Chefchaouen

Chefchaouen
Chefchaouen – View from the ‘Spanish’ mosque
 

The ‘blue town’ nestled at the foot of the mountains, Chefchaouen is a keep-fit paradise. A mini obstacle course, the narrow streets rise and fall with surprising degrees of angle; the house walls of each building adorned with one of the many shades of blue. The blue decoration is (generally) a distinctive two-tone blue and white pattern, one pleasing to the eye. It creates a cooling effect, although at this time of the year the weather, early morning and evening, is cold, the temperature around 2-4 degrees. During the day, I estimate temperatures rise to around the 20° mark, but the alleys, shielded by the 3-4 story houses, remain around 15° .

the streets

The upper part of the town has fewer shops, a blessed relief from the contrasting lower area, which teems with them. These range from restaurants and cafe’s, to bakers’ and habadasheries, the majority stocked with local handmade clothing and leather goods (bags, clothing, shoes, purses, etc). The clothing varies; from Djabalas to heavy sweaters and jackets (for men) made from camel hair, hemp or sheep wool, while similar articles for women are made of lighter material.
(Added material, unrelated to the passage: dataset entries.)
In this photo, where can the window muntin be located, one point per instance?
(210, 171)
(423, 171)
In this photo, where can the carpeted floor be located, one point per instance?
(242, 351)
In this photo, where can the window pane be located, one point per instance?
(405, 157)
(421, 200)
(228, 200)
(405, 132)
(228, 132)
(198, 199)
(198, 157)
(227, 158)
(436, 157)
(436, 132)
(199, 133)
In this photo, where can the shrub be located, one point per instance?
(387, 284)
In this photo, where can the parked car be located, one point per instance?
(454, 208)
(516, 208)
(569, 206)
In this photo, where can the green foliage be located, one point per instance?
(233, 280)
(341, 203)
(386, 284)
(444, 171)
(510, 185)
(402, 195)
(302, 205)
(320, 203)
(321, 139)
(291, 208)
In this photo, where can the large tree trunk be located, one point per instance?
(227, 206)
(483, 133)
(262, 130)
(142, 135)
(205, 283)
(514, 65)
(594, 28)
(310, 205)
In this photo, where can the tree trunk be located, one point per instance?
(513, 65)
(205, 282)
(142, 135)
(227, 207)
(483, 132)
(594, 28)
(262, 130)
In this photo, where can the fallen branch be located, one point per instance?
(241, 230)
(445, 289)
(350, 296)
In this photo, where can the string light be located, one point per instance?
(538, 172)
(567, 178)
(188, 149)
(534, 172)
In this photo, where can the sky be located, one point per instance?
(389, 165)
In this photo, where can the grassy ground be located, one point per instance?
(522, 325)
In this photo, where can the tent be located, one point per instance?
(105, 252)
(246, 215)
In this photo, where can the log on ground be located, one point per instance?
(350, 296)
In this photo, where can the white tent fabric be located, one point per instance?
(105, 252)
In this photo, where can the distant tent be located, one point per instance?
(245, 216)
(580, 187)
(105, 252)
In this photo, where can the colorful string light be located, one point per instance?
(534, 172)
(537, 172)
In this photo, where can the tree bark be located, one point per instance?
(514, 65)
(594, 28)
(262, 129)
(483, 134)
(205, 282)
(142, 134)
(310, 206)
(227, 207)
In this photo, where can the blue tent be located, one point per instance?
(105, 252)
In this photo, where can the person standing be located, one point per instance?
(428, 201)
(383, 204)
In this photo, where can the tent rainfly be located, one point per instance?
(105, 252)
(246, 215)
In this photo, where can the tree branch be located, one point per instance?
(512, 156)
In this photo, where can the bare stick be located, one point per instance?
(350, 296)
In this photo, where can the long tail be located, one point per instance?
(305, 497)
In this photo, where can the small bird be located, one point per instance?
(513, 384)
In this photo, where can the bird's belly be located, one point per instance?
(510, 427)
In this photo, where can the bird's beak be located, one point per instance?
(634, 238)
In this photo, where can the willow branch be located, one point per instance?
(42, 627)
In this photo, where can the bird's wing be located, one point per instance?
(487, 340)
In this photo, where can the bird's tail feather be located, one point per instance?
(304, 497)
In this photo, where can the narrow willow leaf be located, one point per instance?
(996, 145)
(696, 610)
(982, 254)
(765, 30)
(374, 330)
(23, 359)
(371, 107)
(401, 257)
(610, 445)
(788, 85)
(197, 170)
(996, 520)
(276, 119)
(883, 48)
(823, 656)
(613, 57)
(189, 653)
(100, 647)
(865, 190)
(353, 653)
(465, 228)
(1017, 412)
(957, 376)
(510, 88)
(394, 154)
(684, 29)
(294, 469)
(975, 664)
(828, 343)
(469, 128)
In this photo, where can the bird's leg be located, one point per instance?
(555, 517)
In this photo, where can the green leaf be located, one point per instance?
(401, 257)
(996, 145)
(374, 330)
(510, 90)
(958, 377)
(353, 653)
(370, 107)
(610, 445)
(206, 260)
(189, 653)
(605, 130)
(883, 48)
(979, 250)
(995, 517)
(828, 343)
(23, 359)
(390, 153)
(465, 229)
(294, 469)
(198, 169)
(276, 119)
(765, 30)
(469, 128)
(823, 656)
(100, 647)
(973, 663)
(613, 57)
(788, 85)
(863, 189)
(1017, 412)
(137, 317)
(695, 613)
As with most ‘tourist’ centres, the local traders are an annoyance as they constantly try to tempt you with their wares, but, after a few hours, one soon learns to turn a ‘deaf’ ear.

Local wares (1)

In Chefchaouen many nationalities come and go, and it wasn’t long before I met up with two familiar faces from my time in Fes; Ray, a Taiwanese American and Sori, a Korean girl, living in France. Their lodging was a hostel run by an English couple where a lot of travellers go and the atmosphere is pleasant, while the hostel I stayed at (Pension Cordoba) was small, cold and devoid of tourists. The way the cookie crumbles sometimes. 

Ray/Alan/Sori
We explored together for a few days, and it was a great experience. By coincidence, while taking photos a family were watching from their balcony high above the street. The kids all waved and shouted, then to our surprise appeared at the entrance (street level) and gestured for us to follow them. The mothers and aunts, brothers, sisters, cousins etc all live in this one apartment block, each dwelling linked to each other by a flight of stairs. Our communication was limited, but fortunately Sori spoke French; many Moroccans do. We stayed for about 2 hours, the family provided food and drink and we all left truly enriched by the experience and the generosity of our hosts.